When she retired from horse training, she imagined she’d finally get some downtime. But one day, when Parrish was running behind in his shop, he asked if she could come help out for a few hours. She’d never tried her hand at leatherwork before, but she learned by doing. Seven years later, she’s still here.
Her son, Jarrod Stewart, works alongside her. A jack of all trades, he handles saddle repairs, shop management, machine maintenance and the occasional construction project. He lights up when he talks about his work.
“I’ve had Western saddles that were half burned in a house fire. We get saddles from Australia, Mexico — all kinds of different designs and styles. I really enjoy it, because one, it tests your abilities. You’re not working on the same thing every day. And then it gives you a good basis for design when you’re building a new saddle,” he said.

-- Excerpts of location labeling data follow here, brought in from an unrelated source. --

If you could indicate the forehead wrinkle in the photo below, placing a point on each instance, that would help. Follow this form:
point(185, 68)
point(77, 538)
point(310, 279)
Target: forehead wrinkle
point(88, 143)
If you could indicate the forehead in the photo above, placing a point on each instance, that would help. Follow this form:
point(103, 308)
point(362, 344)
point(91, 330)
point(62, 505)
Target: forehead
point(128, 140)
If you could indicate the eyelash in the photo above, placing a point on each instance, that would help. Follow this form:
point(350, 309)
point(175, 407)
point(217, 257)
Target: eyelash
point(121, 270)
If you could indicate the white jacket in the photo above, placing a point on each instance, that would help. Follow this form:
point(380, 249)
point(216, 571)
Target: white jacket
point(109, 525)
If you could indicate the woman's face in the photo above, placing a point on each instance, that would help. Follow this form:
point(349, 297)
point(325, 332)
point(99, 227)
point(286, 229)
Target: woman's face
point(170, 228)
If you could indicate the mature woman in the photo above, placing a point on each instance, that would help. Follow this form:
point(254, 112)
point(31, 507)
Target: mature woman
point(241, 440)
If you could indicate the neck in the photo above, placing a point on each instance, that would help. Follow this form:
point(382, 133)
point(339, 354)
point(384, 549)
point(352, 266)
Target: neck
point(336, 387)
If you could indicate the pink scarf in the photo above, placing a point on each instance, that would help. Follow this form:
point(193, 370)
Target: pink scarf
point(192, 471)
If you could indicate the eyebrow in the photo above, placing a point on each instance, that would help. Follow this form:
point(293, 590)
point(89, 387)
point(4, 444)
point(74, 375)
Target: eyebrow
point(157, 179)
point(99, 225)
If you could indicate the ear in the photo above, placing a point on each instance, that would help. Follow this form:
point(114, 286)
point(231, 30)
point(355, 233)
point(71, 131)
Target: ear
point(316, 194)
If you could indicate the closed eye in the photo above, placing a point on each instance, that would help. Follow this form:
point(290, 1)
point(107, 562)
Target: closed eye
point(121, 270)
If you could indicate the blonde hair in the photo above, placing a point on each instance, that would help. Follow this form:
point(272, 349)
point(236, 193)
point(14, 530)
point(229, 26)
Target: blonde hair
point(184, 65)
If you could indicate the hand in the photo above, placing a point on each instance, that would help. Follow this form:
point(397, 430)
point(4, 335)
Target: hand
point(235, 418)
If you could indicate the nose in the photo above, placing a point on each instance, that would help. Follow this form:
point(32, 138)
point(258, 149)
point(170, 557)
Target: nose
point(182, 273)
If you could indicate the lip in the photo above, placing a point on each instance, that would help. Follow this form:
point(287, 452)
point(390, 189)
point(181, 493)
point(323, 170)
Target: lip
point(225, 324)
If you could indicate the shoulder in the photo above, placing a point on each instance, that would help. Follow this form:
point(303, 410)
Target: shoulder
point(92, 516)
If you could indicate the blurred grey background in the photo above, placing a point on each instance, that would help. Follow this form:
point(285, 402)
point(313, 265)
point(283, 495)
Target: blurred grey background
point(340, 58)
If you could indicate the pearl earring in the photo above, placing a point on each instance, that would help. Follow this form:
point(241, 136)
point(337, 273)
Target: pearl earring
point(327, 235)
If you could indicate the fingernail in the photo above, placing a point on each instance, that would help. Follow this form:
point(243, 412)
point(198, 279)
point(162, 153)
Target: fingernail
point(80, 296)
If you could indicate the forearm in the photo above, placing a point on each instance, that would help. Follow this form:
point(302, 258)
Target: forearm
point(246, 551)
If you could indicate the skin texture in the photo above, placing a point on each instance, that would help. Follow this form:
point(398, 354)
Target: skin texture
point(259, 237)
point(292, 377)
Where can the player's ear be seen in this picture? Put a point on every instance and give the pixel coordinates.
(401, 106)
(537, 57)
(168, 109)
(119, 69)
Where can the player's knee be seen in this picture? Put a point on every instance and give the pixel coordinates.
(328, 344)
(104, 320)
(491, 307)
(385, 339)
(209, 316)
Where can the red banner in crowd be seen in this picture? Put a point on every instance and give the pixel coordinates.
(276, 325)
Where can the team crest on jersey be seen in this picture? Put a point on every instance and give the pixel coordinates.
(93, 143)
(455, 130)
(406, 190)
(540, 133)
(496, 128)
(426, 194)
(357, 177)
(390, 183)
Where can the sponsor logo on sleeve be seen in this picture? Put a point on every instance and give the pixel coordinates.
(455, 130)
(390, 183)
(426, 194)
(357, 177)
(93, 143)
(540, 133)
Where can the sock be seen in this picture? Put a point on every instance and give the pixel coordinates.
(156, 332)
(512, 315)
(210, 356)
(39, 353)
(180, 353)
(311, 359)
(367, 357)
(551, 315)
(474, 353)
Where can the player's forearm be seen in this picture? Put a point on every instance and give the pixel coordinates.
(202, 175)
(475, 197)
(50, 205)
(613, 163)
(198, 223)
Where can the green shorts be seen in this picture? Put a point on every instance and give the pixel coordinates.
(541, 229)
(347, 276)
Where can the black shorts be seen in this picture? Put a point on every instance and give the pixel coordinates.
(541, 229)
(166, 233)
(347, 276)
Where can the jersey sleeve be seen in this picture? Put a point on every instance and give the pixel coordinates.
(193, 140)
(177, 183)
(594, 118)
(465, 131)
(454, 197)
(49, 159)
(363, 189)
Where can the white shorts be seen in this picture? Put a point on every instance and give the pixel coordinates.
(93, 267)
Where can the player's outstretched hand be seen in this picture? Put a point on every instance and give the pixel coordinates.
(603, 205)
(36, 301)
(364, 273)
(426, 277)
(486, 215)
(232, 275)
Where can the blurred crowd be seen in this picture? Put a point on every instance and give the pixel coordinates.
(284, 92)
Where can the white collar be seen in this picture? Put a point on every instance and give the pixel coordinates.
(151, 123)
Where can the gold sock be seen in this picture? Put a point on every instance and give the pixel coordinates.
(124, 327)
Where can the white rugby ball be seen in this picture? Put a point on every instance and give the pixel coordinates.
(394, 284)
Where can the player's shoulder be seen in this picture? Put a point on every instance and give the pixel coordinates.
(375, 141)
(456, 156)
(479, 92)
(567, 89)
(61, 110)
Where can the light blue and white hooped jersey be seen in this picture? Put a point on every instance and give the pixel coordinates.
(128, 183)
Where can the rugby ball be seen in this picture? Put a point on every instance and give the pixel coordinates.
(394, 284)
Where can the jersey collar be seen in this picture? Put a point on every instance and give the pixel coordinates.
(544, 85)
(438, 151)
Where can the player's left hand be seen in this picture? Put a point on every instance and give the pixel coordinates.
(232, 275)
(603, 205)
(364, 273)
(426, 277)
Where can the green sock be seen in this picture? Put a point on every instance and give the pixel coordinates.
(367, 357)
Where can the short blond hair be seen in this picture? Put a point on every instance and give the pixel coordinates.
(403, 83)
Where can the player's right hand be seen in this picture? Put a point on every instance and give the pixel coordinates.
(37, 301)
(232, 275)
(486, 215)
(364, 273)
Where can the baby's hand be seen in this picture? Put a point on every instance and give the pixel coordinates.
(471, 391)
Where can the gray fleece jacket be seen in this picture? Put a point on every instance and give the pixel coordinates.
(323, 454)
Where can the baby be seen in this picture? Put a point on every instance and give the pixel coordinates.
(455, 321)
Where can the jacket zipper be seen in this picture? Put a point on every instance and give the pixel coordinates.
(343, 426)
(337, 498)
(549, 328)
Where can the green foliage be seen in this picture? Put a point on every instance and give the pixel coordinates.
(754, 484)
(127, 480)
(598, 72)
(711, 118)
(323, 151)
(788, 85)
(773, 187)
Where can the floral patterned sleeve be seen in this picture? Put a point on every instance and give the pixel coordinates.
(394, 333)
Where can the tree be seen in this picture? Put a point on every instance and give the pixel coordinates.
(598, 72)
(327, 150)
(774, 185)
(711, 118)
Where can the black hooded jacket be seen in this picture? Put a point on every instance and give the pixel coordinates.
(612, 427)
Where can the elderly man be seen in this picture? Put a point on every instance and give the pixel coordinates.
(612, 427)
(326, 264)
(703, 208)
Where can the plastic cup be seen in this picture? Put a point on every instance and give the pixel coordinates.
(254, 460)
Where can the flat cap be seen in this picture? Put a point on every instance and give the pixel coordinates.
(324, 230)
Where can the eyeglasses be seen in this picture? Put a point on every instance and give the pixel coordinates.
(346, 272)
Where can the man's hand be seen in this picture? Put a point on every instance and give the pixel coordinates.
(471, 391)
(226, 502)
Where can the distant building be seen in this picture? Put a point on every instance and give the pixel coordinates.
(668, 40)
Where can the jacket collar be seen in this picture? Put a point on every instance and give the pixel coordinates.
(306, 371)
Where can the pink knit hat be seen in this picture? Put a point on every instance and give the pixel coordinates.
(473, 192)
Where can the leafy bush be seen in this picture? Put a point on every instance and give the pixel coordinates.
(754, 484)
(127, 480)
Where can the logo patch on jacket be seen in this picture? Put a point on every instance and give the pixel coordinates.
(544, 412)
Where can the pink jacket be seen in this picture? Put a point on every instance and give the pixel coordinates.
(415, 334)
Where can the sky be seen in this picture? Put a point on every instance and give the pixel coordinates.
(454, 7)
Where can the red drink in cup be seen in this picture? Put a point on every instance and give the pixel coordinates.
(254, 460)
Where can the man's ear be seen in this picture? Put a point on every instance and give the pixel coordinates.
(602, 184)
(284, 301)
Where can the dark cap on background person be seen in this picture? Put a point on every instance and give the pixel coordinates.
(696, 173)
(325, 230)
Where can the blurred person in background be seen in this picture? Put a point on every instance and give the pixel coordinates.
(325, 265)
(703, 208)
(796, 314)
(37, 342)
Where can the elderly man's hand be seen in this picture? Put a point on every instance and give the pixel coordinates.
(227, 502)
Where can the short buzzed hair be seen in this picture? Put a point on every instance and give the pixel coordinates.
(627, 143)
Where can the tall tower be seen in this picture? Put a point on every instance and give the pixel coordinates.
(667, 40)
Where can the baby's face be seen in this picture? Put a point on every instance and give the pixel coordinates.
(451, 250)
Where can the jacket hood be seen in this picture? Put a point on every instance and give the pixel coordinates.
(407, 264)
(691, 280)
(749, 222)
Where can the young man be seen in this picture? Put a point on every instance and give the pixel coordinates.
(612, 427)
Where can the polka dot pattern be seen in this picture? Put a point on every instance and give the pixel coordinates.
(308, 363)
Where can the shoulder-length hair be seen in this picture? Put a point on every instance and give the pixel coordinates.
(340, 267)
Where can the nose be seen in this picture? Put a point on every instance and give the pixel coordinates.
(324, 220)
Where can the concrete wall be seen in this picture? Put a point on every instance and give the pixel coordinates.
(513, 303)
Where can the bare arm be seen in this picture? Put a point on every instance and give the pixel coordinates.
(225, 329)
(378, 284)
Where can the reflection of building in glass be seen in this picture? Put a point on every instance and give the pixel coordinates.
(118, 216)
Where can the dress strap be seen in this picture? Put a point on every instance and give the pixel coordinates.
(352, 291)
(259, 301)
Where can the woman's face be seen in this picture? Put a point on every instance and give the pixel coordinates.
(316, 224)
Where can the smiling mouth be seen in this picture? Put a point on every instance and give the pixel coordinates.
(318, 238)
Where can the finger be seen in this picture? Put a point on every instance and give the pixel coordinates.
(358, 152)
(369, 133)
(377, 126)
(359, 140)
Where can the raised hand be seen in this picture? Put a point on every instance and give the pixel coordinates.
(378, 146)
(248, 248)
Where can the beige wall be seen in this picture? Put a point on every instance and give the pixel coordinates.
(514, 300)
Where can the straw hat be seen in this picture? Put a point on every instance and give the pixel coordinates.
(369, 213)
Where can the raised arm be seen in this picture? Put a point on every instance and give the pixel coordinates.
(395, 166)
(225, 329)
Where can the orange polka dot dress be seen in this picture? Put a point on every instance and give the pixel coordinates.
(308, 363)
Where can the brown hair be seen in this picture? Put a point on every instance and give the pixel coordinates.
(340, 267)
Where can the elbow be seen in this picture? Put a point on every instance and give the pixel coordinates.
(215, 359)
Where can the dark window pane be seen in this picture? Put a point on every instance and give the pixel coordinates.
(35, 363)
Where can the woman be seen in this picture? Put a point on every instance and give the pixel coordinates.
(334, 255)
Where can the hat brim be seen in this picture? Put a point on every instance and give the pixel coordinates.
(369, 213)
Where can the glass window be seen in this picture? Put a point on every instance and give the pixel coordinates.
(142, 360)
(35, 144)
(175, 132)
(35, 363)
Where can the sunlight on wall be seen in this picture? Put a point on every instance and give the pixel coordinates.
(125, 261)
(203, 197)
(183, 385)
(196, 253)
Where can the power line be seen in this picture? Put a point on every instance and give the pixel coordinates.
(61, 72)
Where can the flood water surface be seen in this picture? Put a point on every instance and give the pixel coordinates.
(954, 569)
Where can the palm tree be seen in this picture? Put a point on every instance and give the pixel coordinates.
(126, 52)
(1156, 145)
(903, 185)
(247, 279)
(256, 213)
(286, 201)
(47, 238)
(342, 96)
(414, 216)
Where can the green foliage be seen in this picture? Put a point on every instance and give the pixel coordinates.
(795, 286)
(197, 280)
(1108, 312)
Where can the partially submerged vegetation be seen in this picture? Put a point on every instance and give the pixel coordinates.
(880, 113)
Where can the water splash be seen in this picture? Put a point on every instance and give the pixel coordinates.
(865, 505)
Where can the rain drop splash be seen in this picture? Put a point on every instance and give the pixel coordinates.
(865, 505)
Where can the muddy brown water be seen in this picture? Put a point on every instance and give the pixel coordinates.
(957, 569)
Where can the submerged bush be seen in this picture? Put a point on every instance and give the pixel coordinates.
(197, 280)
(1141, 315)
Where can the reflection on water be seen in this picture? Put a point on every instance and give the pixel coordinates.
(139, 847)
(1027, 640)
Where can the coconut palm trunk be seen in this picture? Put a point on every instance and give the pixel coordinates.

Occasionally a project comes his way that’s so far gone, he just has to stare at it for a little while to figure out where to start. But he compares it to eating an elephant: Take small bites.
Before he came to work for The Saddle Guy, he cut his teeth under local bootmaker Bill Nordan. “I always wanted to be an artist, and he needed someone to draw patterns,” he said. “And he said, I need to pay you, or I can teach you how to do this. And I said OK, feel free to teach me. Because at the time, I was working full-time at a bank as a loan officer, and I hated it.”
When Stewart heard that Parrish might be hiring, he came in and pestered him for a job. “I was kind of smart about it. I wore the boots that I made,” he said. When Parrish asked if he’d done much leatherwork, he set his foot up on the table. That clinched the deal.
Despite his experience, when he started with The Saddle Guy, Stewart was assigned to the same simple tasks that Parrish had done in his father’s shop all those years ago. Slowly he took on more responsibility, with Parrish teaching him bits and pieces here and there. After a time, he started building saddles. Eventually, even that became too repetitive. Now, repair work lets him flex his abilities in new ways. “This has been the best outlet that I could have ever found,” he said. “As long as I can make a living doing it, I’m going to keep doing it.
“I don’t want to see this trade go. I don’t meet a lot of young saddlers. I think I’m probably the youngest one that I’ve met. They’re usually in their 60s, if not more, with the exception of Kevin. So if I can keep doing this and have other people that want to do it, then I’ll stick with it.”